"The Case for a Bigger Target" by Director of College Placement Kate Ramsdell
We begin every college counseling cycle with opportunities for “self reflection” – in writing and through conversation – and we are routinely intrigued by what we learn when we sit down for our first few meetings with our counselees.
A few years ago, we had a student who was an accomplished archer. I’ll call him Sebastian. In one of those first meetings, Sebastian’s college counselor asked him to share more about how he got into archery and how, exactly, he practiced.
Sebastian described in great detail how he and his brother practiced at home for hours on end. When the weather was good, they set up targets in the back yard. Over time, they both improved significantly; Sebastian’s older brother even went on to compete internationally. As the boys developed their skills, the targets moved from 15 meters, to 20 meters, and eventually to 30 meters away. Soon, they were practicing year-round. In the winter, they would move inside the house and increase the challenge by putting a small target at one end of a long, narrow hallway.
I have a hard time imagining hitting any sized target with a bow and arrow. It gets my heart rate up. Trying to imagine hitting that target while also avoiding side tables, artwork and a bookshelf here and there seems paralysis inducing.
And, that is pretty much what Sebastian shared. Outside, the target seemed huge. A calm would blanket him as he drew the bow. Sebastian could hit it with his eyes closed (literally). When they moved inside, the target, even though closer, seemed terribly small. Hitting it felt impossible. What if he broke a vase? What if a bookshelf got knocked over? That portrait next to the target… priceless. Sebastian would grow frustrated because he knew he could do it – he had done it a thousand times before – but the stakes felt higher and so his performance tanked.
I heard this story right around the time that Dr. Joann Deak visited the Nobles campus to speak about stress and the adolescent brain. She shared her research on the theory that when students feel a little bit of stress, it can stimulate higher performance; however, when the stress curve gets too steep, adolescents have the opposite reaction. They freeze up and cannot accomplish the very tasks that they have trained to perform well on, like a physics test or a U.S. History in-class essay.

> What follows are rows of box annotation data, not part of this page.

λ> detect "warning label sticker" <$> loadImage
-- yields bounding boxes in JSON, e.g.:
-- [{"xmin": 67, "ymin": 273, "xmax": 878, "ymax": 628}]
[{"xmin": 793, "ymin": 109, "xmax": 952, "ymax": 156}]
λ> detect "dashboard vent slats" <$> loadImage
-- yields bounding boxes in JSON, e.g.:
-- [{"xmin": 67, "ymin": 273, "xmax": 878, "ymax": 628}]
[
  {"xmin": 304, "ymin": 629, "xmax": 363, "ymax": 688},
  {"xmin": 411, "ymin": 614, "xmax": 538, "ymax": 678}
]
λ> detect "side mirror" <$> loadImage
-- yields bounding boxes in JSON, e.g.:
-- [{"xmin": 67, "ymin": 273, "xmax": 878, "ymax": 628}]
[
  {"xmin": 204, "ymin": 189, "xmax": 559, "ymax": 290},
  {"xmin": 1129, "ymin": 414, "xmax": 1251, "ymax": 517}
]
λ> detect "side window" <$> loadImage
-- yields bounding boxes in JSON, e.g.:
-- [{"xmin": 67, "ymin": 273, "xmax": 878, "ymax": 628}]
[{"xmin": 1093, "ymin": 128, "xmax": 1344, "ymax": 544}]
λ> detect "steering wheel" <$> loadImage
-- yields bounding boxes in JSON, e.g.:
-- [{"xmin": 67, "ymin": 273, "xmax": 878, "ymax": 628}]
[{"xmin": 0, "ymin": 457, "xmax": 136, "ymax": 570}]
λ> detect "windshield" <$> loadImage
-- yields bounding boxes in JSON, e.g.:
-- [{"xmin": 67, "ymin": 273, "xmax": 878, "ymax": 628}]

I find this is also true when talking about colleges with students. When the target feels impossibly small (i.e. “I can only go to an Ivy” or “I have to play Division I”) our counselees become quiet. They diminish the importance of their own activities, summer jobs and contributions in class. They don’t allow us to get to know them as we hope to, and it’s because nothing they’ve done seems important enough or big enough or good enough to get them to the target.
So, what can you, as parents and guardians, do to help your child? It’s pretty simple: make the target bigger.
This doesn’t mean set lower expectations – far from it. Instead, we ask that you widen your conception (and your child’s conception) of quality and success when it comes to colleges. There are well over 250 colleges and universities in the U.S. and abroad where students can get an excellent education taught by superb professors, and where they’ll be surrounded by smart, engaging and accomplished peers.
When we get to know your children, we’re simultaneously trying to develop a college list that will fit their key criteria and academic profile, and it is so important to us that they can hit the target. Most of our students hit bullseyes. In fact, in recent years more than 70% of our students gain acceptance to a “first choice” college or university, and an additional 10% or so earn a spot at a second choice.
A “seasoned” parent of one of my new college counselees wrote to me shortly after her second visit to a college (her older daughter had also made the visit over a year ago): “Amazing how much more I can ‘see’ second time around.” I smiled at her wisdom. I can tell the target has grown already. Everyone’s heart rates are down, and so I know this one will be a bullseye.